Como o metanol é detectado no sangue?
Pela cromatografia gasosa. “É uma separação de substâncias. Pegamos uma amostra do sangue do paciente, colocamos no equipamento de cromatografia gasosa com detector de ionização, conhecido como GC-FID (cromatógrafo a gás com detector de ionização de chama). A amostra é aquecida, passa por um processo de injeção mecânica e várias etapas até sair separada. Tudo o que tiver de contaminante no sangue é registrado. No caso do metanol, o tempo de retenção e a área sob o pico do sinal são analisados para identificar a presença e quantificar a substância na amostra de sangue.
É possível adulterar vinho e cerveja com metanol?
Sim, se a contaminação for intencional. Os casos investigados até o momento estão relacionados aos destilados, como gin, vodca e uísque.
SAIBA O QUE ACONTECE HORA A HORA APÓS A INTOXICAÇÃO COM METANOL
Nas primeiras 12 horas após a ingestão, os sintomas podem confundir porque se assemelham aos de uma bebedeira comum, o que pode retardar a busca por atendimento médico.
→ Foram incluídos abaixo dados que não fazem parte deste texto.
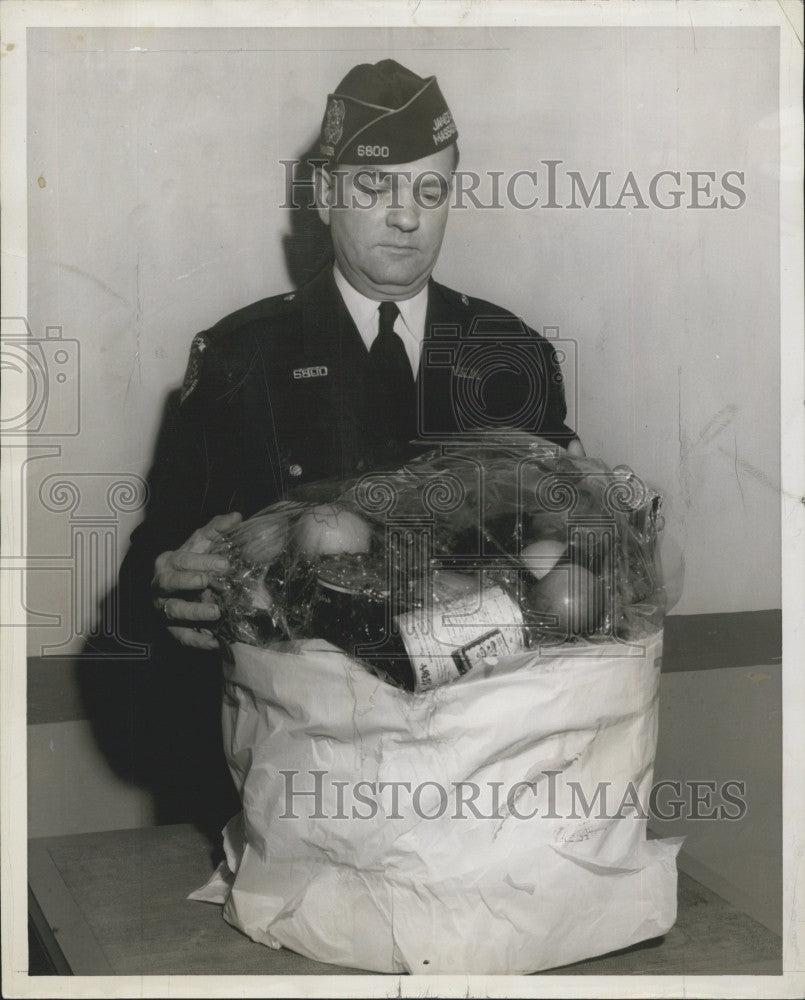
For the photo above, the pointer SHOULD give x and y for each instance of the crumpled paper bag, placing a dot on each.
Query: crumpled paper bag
(554, 870)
Nessa fase, a pessoa pode sentir náuseas, dor abdominal, tontura e dor de cabeça. O organismo interpreta o metanol de forma parecida ao etanol, mas exames de sangue já podem detectar alterações importantes que indicam que o organismo começa a sofrer danos. Por isso, o atendimento rápido é crucial, segundo Luís Fernando Penna, gerente médico do pronto-atendimento do Hospital Sírio-Libanês.
Desde que começou a crise do metanol, o hospital tem atendido todos os casos de intoxicação alcoólica como suspeitos.
“Imediatamente o paciente começa a ser hidratado e passa por uma série de exames para avaliar entre outras coisas, funções renal e hepática, além da gasometria arterial [que avalia parâmetros como função pulmonar e oxigenação do organismo].”
O mesmo tem ocorrido no Einstein Hospital Israelita. “É um atendimento prioritário, porque se for mesmo uma intoxicação, o atendimento tem que ser muito rápido”, diz a infectologista Paula Tuma, diretora de qualidade e segurança do Einstein.
O cuidado se justifica porque à medida que o fígado começa a trabalhar, e o metanol passa a ser metabolizado pela enzima álcool desidrogenase (a mesma que atua sobre o etanol), começam a se acumular os compostos tóxicos.
Em até 24 horas, o fígado “fabrica”, por exemplo, o ácido fórmico, que inibe a produção de energia nas mitocôndrias das células. Tecidos que precisam de mais energia (como os nervos e a retina) são os primeiros a ser afetados.
Segundo a literatura médica, entre 12 e 24 horas após a ingestão da bebida contaminada por metanol, é comum aparecer visão borrada, fotofobia e até a sensação de enxergar pontos luminosos.
O nervo óptico sofre pela falta de energia das mitocôndrias e pela degeneração das fibras nervosas, o que pode levar à perda visual irreversível.
Nesse período, pode se instalar também a acidose metabólica, uma condição em que o sangue fica excessivamente ácido, levando à respiração acelerada, fraqueza, confusão mental e sobrecarga no coração e nos pulmões.
“Esse é o grande problema da intoxicação pelo metanol. É pela acidose que começa todo o processo de alteração de fundo de olho, vista, visão, quadro neurológico e perda de função renal”, explica Penna.
“Identificada a acidose, começa-se a correção e daí vai para a unidade de terapia intensa”, reforça Paula Tuma, do Einstein.
Se isso não tratado, em até 48 horas a pessoa pode ficar cega. O ácido fórmico também atinge o sistema nervoso central, podendo causar convulsões, rebaixamento de consciência e arritmias cardíacas.
Nessa fase, também há risco de sofrer falência de múltiplos órgãos. Coração, pulmões e rins entram em colapso progressivo. Nesse momento, o risco de morte é alto, mesmo que a pessoa esteja em tratamento.
O tratamento para intoxicação por metanol inclui o uso de antídotos como o fomepizol (que bloqueia a enzima que inicia a metabolização tóxica) ou o próprio etanol, além de medicamentos para controlar outros sintomas, como crise convulsiva. Em casos graves, é necessária a hemodiálise para remover rapidamente o metanol e seus metabólitos do organismo.